Not surprisingly, those factors are contributing to declining consumer confidence. Increasing speculation regarding a recession isn’t helping matters. Would you plan a pricey vacation knowing that inflation relief is far from imminent and that a recession could come to pass? Probably not, unless you are fortunate enough to be truly wealthy..
Making matters worse for the consumer discretionary sector this year are the struggles of Amazon (NASDAQ:AMZN) and Tesla (NASDAQ:TSLA), which combine for more than 41% of the cap-weighted version of the S&P 500 Consumer Discretionary Index. It’s a tough mountain to climb for any sector when 41% of its weight is out of favor.
At this point, it may be merely slight hyperbole to say the consumer discretionary sector is facing on a blood-on-the-streets type of scenario. On the other hand, this could be the ideal time to evaluate the sector for deals, including researching among forlorn e-commerce names.
E-Commerce Worth Evaluating Today
Due to significant buzz and the convenience offered by e-commerce during the darkest days of the coronavirus pandemic, some investors are apt to think this is how a majority of U.S. retail sales occur. In reality, however, there’s plenty of room for long-term growth.
“Think online shopping accounts for a majority of US retail sales? Think again. Total retail sales in Q1 2022 were over $1.7 trillion in the US alone and e-commerce represented just over 14% of total sales,” according to ProShares research.
In addition to that buoyant growth outlook, there’s an element to e-commerce some investors may not be aware of: Superior profit margins relative to brick-and-mortar retailers. That’s something to consider amid today’s bleak inflation outlook.
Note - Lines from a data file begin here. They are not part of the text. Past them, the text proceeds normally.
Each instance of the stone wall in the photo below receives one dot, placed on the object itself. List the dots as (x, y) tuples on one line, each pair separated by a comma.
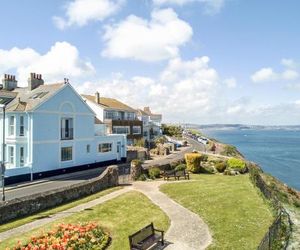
[(28, 205)]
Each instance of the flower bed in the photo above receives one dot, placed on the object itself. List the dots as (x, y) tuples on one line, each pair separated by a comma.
[(69, 237)]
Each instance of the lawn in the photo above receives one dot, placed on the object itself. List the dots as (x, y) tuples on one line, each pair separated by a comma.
[(48, 212), (120, 217), (237, 215)]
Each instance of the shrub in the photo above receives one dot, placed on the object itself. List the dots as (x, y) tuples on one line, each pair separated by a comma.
[(236, 164), (221, 166), (193, 162), (180, 167), (67, 236), (154, 172)]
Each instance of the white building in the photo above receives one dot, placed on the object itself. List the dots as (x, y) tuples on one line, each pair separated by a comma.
[(49, 129), (118, 117), (151, 124)]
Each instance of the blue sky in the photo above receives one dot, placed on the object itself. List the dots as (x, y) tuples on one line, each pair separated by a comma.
[(200, 61)]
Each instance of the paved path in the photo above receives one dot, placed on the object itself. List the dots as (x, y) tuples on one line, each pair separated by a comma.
[(187, 230)]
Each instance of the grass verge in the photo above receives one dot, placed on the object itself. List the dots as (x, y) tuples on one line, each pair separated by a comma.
[(235, 212), (28, 219), (120, 216)]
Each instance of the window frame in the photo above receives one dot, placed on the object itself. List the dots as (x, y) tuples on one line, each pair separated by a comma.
[(103, 149), (65, 158), (22, 126)]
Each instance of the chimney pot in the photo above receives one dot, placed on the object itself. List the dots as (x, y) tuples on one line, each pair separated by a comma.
[(97, 97)]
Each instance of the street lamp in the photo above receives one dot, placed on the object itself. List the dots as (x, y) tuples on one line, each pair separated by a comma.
[(3, 152)]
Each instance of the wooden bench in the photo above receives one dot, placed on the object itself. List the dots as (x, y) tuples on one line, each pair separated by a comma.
[(168, 174), (146, 237), (182, 173)]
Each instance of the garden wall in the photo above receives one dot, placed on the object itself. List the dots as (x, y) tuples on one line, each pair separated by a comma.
[(28, 205)]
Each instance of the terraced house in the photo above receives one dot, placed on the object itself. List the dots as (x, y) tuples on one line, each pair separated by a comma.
[(118, 117), (151, 124), (49, 129)]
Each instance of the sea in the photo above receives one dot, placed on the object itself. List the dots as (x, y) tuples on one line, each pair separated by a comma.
[(276, 151)]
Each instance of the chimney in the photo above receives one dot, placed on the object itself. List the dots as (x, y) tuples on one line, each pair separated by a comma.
[(34, 81), (147, 109), (9, 82), (97, 97)]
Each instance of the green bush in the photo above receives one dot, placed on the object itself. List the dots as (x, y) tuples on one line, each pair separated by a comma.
[(180, 167), (154, 172), (221, 166), (193, 162), (236, 164)]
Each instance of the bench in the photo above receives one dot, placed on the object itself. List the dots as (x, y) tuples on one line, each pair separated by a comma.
[(169, 173), (182, 173), (146, 237)]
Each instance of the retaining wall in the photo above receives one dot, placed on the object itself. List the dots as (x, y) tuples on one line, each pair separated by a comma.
[(28, 205)]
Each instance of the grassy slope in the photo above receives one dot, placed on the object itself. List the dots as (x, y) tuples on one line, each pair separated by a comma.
[(236, 214), (28, 219), (121, 217)]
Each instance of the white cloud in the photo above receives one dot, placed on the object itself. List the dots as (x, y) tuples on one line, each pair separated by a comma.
[(62, 60), (230, 82), (290, 74), (81, 12), (264, 75), (153, 40), (290, 63), (211, 6), (191, 95)]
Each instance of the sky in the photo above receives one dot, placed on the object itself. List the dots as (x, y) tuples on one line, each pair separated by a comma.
[(194, 61)]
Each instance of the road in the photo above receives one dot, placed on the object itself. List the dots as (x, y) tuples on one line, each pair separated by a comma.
[(25, 189)]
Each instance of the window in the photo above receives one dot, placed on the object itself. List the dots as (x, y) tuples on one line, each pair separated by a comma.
[(66, 154), (11, 126), (11, 155), (21, 156), (21, 125), (67, 128), (104, 147), (136, 130), (121, 130)]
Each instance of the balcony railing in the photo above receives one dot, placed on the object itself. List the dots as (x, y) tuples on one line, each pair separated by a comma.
[(67, 134)]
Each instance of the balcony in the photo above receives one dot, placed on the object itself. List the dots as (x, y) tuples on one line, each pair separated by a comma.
[(67, 134)]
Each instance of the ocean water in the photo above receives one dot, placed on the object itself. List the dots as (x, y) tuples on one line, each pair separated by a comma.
[(276, 151)]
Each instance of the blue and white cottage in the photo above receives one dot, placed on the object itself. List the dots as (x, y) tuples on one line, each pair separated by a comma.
[(49, 129)]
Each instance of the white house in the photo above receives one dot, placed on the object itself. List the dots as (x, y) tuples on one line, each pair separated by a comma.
[(151, 124), (118, 117), (49, 129)]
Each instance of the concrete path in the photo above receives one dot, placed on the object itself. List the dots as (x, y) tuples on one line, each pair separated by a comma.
[(38, 223), (187, 230)]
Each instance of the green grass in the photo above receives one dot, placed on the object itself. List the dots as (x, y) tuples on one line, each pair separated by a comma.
[(237, 215), (28, 219), (121, 217)]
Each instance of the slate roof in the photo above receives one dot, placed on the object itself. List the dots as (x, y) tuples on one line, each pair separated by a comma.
[(110, 103), (22, 99)]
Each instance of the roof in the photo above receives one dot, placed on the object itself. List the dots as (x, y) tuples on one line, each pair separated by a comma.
[(23, 99), (148, 113), (110, 103)]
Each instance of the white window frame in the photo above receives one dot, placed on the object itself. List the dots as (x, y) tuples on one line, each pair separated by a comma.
[(22, 156), (116, 128), (137, 127), (103, 149), (11, 126), (62, 159), (11, 155), (22, 126)]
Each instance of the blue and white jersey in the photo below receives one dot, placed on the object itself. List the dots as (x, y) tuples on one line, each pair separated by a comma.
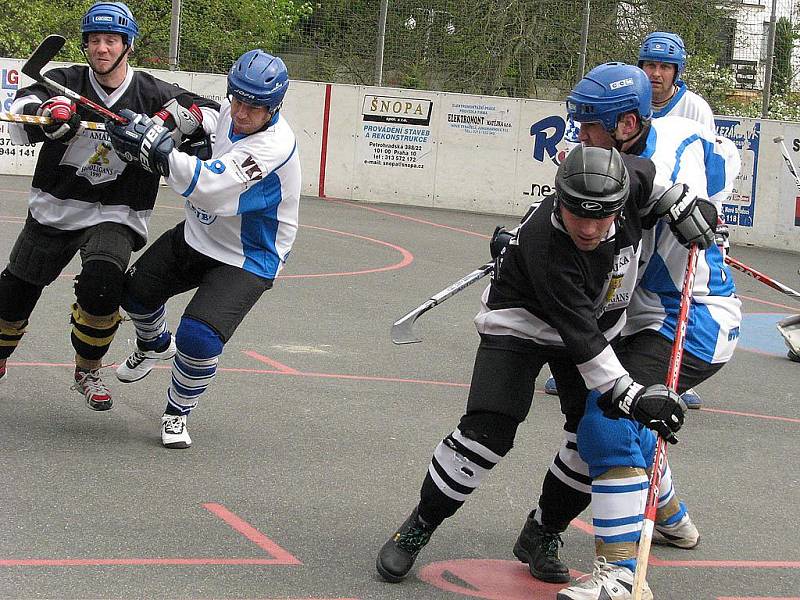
[(684, 152), (685, 103), (242, 205)]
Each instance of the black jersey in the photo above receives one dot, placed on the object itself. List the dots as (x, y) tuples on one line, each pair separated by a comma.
[(84, 182), (553, 294)]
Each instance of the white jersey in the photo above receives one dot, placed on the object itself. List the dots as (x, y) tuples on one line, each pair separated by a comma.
[(684, 152), (242, 205), (685, 103)]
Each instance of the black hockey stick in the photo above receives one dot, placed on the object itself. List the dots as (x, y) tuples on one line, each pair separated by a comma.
[(403, 328), (50, 46)]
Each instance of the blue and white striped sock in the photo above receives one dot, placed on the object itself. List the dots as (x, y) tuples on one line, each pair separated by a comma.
[(190, 378)]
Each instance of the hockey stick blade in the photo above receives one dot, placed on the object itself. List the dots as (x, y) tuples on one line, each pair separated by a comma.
[(44, 53), (403, 328), (34, 120)]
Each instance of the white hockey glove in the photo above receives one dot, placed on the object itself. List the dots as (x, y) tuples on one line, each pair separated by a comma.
[(656, 406), (181, 116), (141, 140), (66, 122), (691, 219)]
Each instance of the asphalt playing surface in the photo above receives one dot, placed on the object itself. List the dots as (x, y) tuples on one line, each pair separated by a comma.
[(312, 442)]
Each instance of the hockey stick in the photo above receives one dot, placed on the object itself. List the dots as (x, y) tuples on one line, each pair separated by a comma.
[(403, 328), (34, 120), (775, 285), (49, 47), (660, 459), (788, 160)]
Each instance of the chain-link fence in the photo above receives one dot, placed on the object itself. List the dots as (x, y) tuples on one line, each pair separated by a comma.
[(537, 48)]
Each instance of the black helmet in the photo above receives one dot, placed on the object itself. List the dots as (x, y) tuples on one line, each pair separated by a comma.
[(592, 182)]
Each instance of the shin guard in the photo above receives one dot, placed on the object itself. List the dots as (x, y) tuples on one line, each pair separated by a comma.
[(91, 334)]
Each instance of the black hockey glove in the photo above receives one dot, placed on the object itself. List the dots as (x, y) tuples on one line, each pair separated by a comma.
[(655, 406), (692, 219), (142, 140), (721, 235), (181, 116), (66, 122)]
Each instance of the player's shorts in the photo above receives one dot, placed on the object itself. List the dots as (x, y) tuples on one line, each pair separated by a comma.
[(225, 293), (41, 252)]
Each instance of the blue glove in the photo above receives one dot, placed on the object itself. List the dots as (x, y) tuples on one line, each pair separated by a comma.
[(141, 140)]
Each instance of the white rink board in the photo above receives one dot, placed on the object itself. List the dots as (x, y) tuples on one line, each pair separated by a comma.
[(477, 153)]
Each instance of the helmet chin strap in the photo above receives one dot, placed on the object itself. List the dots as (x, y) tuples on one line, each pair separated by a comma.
[(114, 66)]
“E-commerce firms may have an edge over bricks-and-mortar retail that typically has high fixed costs for storefronts and employees,” adds ProShares. “By contrast, e-commerce companies with a digital-first retail model may operate with less overhead and can adjust prices in real time. E-commerce profit margins compared with those of bricks-and-mortar over the past five years have been higher over 75% of the time.”
Rare Moment for E-Commerce
There’s no denying this is a dreadful environment for consumer cyclical stocks. With food and fuel costs surging, the typical investor is likely reining in indulgences on everything from dining out to travel and more.
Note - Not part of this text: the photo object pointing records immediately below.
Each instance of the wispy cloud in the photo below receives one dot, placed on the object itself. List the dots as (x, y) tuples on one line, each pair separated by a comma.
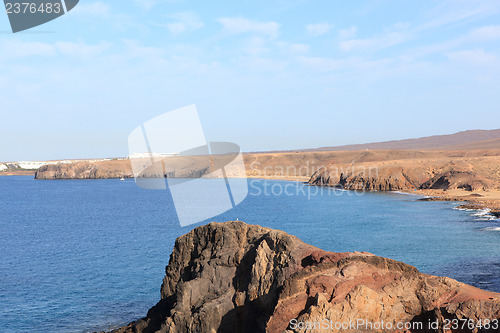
[(348, 32), (240, 25), (93, 8), (474, 57), (318, 29), (374, 44), (184, 22)]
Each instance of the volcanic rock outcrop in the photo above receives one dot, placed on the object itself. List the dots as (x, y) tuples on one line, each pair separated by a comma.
[(235, 277)]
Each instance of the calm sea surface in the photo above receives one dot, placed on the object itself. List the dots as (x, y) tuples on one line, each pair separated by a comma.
[(84, 255)]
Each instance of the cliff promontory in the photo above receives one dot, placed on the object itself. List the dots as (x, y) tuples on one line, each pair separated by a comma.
[(235, 277)]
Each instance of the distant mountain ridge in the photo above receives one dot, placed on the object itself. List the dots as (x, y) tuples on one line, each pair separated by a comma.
[(472, 139)]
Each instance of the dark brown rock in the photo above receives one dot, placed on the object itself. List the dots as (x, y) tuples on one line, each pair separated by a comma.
[(235, 277)]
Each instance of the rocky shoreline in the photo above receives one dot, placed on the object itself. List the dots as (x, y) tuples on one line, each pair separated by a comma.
[(235, 277)]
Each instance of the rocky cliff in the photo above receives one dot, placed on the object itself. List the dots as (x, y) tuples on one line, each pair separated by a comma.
[(235, 277), (85, 170), (469, 175)]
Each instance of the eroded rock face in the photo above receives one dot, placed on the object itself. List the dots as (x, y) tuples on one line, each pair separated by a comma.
[(235, 277)]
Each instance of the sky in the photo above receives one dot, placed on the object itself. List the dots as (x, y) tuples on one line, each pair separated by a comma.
[(266, 75)]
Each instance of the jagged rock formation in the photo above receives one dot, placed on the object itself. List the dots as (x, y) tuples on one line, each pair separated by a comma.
[(82, 170), (380, 177), (235, 277)]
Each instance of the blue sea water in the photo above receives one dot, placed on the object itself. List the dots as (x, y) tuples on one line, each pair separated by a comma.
[(88, 255)]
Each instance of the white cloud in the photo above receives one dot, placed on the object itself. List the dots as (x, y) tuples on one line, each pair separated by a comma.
[(348, 32), (18, 49), (81, 50), (184, 22), (373, 44), (451, 12), (146, 4), (94, 9), (318, 29), (486, 33), (236, 26), (474, 57), (299, 48)]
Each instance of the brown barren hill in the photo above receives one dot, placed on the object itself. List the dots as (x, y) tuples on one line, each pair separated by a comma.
[(468, 170), (235, 277)]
Just look at data from Amazon’s most recent Prime Day, which happened last week. Two of the top-selling items were diapers and snacks. That’s just one sign, but it underscores the precarious state of the consumer today.
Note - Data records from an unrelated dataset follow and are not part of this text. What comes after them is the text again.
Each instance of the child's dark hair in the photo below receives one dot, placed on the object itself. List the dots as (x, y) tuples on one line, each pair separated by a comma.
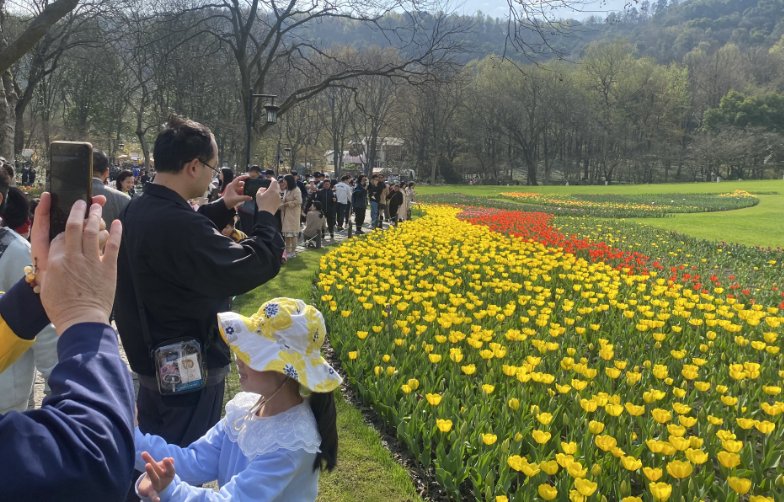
[(323, 407), (317, 205)]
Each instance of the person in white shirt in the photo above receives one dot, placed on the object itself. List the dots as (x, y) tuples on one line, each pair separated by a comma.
[(16, 382), (115, 199), (276, 436), (343, 193)]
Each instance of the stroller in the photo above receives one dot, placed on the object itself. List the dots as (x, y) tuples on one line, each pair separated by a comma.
[(313, 242)]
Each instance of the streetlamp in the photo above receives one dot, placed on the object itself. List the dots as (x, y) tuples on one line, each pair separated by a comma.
[(272, 116)]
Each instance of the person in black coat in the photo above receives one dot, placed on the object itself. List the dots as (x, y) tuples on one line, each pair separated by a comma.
[(394, 201), (329, 205), (359, 202)]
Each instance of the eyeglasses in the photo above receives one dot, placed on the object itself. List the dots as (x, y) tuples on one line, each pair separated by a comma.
[(215, 169)]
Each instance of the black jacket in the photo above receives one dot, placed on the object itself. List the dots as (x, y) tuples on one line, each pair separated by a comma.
[(328, 200), (394, 201), (185, 271), (359, 197)]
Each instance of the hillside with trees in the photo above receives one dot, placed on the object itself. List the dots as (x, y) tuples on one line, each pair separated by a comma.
[(664, 91)]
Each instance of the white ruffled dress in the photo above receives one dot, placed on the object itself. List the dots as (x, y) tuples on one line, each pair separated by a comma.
[(252, 458)]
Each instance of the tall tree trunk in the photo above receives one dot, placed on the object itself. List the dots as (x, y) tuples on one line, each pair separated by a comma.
[(8, 99)]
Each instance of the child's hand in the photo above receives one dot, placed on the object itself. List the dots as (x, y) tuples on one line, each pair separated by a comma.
[(159, 475)]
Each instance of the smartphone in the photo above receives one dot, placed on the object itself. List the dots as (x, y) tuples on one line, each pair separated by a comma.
[(69, 179)]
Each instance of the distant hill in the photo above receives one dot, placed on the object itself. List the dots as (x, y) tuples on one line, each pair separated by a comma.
[(664, 29)]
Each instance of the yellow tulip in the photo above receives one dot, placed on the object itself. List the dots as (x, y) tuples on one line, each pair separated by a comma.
[(728, 460), (631, 463), (433, 399), (541, 437), (764, 426), (586, 487), (679, 469), (547, 492), (660, 491), (595, 427), (661, 416), (444, 425), (731, 445), (549, 467), (544, 418), (652, 473), (698, 457), (569, 448), (739, 485), (605, 443), (489, 439)]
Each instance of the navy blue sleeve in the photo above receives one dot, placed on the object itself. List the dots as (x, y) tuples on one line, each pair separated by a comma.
[(79, 444)]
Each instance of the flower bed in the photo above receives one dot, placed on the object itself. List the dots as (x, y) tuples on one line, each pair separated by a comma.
[(515, 369)]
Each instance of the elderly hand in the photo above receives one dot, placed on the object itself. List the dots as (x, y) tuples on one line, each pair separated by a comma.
[(159, 475), (234, 194), (39, 236), (77, 279), (268, 199)]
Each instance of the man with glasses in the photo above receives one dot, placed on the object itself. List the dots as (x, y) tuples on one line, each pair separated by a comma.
[(176, 271)]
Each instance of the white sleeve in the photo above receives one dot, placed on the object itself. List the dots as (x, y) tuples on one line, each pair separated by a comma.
[(265, 478), (197, 463)]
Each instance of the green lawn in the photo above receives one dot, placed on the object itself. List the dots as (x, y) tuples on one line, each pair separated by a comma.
[(760, 225), (366, 470)]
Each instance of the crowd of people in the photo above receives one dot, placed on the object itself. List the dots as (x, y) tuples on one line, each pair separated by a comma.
[(166, 272), (314, 207)]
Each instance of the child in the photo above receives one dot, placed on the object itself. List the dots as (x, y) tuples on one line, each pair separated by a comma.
[(273, 441), (314, 224)]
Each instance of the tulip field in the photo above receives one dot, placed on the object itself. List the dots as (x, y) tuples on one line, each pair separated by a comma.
[(520, 356)]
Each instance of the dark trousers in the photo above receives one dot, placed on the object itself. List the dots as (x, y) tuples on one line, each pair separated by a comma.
[(330, 222), (343, 214), (246, 222), (180, 420), (359, 217)]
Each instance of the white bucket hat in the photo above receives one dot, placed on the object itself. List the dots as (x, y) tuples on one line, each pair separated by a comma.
[(284, 336)]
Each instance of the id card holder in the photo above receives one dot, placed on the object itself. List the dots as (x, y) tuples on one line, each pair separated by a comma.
[(179, 367)]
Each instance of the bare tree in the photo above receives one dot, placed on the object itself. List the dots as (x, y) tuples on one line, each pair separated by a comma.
[(270, 38), (11, 51)]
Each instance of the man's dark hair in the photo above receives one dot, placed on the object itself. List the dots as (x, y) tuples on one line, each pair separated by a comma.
[(16, 211), (181, 141), (5, 184), (100, 162), (9, 168)]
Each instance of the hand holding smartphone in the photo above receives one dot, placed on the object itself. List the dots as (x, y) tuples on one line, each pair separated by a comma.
[(69, 179)]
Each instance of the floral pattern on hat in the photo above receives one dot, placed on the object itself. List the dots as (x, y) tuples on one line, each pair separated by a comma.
[(285, 335)]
Still, ignoring e-commerce today could prove foolhardy, particularly when there’s decent value and strong earnings growth to be had.
“The ProShares Online Retail Index and the Solactive-ProShares Bricks-and-Mortar Retail Store Index are priced at similar levels for the first time in about five years; however, online retail may outpace their traditional counterparts going forward,” concludes ProShares. “Online retail has an estimated projected 14% growth in earnings by 2023, versus only 2% growth for bricks-and-mortar retail. There is an opportunity to invest in a fast-growing segment at an access point similar to traditional retail.”